Para Jakobs “não se trata de contrapor duas esferas isoladas do Direito Penal, mas de descrever dois pólos de um só contexto jurídico-penal” (JAKOBS; MELIÁ, 2005, p. 21).

Em outras palavras, o Direito Penal do Inimigo visa à separação do cidadão de bem e do inimigo, onde àquele é disponibilizado o Direito Penal do cidadão, que é determinado através de um instrumento de controle social, por meios de penas restritivas de direitos, dando a ele o direito de reintegração. O segundo, já é tratado como inimigo, pois, não consegue se adequar à vida em sociedade, configurando-se como transgressor contumaz da norma, cabendo-lhe a coação como a única forma de combate ao seu comportamento inadequado, e ainda, devido a sua periculosidade.

Dessa forma, Moraes (2011, p. 167) define:

Criminosos econômicos, terroristas, delinquentes organizados, autores de delitos sexuais e de outras

infrações penais perigosas são os indivíduos

potencialmente tratados como „Inimigos‟, aqueles que se afastam de modo permanente do Direito e não oferecem garantias cognitivas de que vão continuar fies à norma.
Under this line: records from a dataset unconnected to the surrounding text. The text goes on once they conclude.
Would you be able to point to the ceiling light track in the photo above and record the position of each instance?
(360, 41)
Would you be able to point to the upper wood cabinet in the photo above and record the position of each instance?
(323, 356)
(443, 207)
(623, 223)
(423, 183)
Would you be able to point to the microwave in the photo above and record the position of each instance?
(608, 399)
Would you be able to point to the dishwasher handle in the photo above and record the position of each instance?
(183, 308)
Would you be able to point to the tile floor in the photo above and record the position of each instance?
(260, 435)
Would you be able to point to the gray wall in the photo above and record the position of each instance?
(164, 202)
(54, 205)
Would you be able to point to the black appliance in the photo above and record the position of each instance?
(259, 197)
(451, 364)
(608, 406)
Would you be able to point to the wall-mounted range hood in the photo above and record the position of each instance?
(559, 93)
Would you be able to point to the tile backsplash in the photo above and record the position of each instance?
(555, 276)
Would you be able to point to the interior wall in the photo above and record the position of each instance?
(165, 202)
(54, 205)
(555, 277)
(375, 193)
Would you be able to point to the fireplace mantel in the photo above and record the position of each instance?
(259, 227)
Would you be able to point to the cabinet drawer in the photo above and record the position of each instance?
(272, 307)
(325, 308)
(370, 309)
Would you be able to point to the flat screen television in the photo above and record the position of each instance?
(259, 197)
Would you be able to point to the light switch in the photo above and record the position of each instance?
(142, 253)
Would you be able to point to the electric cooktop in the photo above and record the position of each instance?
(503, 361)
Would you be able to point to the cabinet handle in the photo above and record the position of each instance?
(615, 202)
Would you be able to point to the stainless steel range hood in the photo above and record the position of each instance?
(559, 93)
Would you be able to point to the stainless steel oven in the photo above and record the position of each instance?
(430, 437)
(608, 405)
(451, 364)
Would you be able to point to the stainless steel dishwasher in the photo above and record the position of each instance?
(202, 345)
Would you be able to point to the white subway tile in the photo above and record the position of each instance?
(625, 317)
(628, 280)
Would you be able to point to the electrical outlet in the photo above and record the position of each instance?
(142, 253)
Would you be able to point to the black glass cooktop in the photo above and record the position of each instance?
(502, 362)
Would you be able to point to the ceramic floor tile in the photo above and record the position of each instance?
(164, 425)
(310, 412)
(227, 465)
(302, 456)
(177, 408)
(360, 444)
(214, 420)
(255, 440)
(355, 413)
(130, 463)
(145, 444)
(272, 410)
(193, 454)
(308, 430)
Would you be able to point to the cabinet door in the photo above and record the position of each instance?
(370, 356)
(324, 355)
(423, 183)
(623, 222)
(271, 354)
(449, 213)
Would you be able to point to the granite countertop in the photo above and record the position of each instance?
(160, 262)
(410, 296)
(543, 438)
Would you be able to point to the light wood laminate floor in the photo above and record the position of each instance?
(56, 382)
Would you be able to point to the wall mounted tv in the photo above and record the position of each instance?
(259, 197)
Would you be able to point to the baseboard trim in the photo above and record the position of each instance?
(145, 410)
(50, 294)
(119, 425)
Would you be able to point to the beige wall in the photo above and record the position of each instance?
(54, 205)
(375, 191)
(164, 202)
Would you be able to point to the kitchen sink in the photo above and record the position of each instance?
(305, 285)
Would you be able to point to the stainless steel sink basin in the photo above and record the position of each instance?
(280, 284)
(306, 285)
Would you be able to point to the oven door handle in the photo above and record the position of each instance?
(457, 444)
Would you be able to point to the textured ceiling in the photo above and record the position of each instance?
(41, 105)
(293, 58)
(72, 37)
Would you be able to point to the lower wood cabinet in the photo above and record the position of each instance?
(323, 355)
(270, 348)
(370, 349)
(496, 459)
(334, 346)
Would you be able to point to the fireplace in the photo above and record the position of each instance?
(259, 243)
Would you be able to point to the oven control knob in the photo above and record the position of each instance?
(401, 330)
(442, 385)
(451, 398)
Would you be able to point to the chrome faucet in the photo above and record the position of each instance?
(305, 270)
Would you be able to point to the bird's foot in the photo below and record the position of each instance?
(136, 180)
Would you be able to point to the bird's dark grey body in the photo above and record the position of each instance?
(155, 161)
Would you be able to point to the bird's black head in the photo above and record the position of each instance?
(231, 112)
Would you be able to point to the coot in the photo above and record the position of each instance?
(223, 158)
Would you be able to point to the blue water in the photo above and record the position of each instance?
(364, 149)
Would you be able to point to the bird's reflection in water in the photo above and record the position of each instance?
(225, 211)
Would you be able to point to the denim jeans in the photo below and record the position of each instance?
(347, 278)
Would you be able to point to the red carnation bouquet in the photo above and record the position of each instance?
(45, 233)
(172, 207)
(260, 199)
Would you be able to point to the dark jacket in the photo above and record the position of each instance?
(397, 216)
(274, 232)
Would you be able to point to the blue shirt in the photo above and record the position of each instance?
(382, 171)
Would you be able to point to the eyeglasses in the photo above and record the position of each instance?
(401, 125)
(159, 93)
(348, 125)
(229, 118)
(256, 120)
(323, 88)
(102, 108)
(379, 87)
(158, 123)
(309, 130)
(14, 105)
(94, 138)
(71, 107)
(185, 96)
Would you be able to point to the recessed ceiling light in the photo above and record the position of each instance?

Portanto, para Jakobs, todos aqueles que não se submeterem a um estado de cidadania não podem participar dos benefícios do conceito de pessoa, sendo a eles aplicados o mesmo Direito Penal e processual Penal, mas sim, com o próprio define, um Direito de guerra.

Por fim, Jakobs muito bem sintetiza essas duas tendências se utilizando da função da pena onde “no Direito Penal do cidadão é a contradição, e no Direito Penal do Inimigo é a eliminação de um perigo” (JAKOBS; MELIÁ, 2005, p. 49).

3 PRINCIPAIS CARACTERÍSTICAS DO DIREITO PENAL DO INIMIGO

O Direito Penal do Inimigo se caracteriza, principalmente pelo seu modelo de politica criminal, onde Jakobs o caracteriza da seguinte forma: a) ampla antecipação de punibilidade; b) falta de diminuição da pena proporcional ao referido adiantamento; c) mudança da legislação penal para uma legislação para confrontar à delinquência (MORAES, 2011.p.88).

No mesmo sentido, também, do pensamento de Jakobs, Meliá sintetiza as características em três elementos básicos, da seguinte forma:

em primeiro lugar, constata-se um amplo adiantamento da punibilidade, isto é, que neste âmbito, a perspectiva do ordenamento jurídico-penal é prospectiva [...]. Em segundo lugar, as penas previstas são desproporcionalmente altas: especialmente, a antecipação da barreira de punição não é considerada para reduzir, correspondentemente, a pena

processuais são relativizadas ou inclusive suprimidas. (JAKOBS; MELIÁ, 2005.p. 55)

Dessa forma, no ordenamento jurídico atual, de acordo com Moraes (2011) é fácil identificar essas características, que se destaca: a antecipação da tutela penal, a desproporcionalidade das penas e a relativização das garantias penais e processuais.

3.1 A antecipação da tutela penal – adiantamento da punibilidade

A tutela penal antecipada ocorre em relação à tentativa e aos crimes de perigo (concreto e abstrato), onde o Estado intervém no exato momento antecedente à lesão, porém, somente quando se puder estabelecer relação de proporcionalidade entre a aplicação da pena (lesão do direito à liberdade do sujeito ativo do crime) e o perigo (probabilidade de lesão do bem jurídico tutelado pela norma penal causado pela conduta incriminada).

Nas palavras de Roberto Lyra “a lei regulará a intervenção pré-delitual com minúcia e prudência” (apud MORAES, 2011, p. 199).

A antecipação da tutela penal se caracteriza pela ampliação da intervenção penal do Estado, devido, sua falta de planejamento do sistema punitivo. Subdivide-se em: punição de atos preparatórios; os tipos de mera conduta e os tipos de perigo abstrato (MORAES, 2011).

A idéia é afastar o Inimigo do bem jurídico tutelado, é combater o perigo, assim se trata não da punição em si da conduta, mas sim, o afastamento do delinquente para assegurar que não seja se quer começada a execução do ato, ou ainda para assegurar a persecução penal, de forma que caso haja indícios de início de execução e este não provado poderá o agente ser punido somente pelos seus atos preparatórios.

É possível também citar a criminalização de condutas que favorecem uma organização criminosa e alimentam sua subsistência e conservação. Destaca-se neste tópico, que com o adiantamento da punibilidade o que se quer é a punição dos atos preparatórios e dos delitos de mera conduta.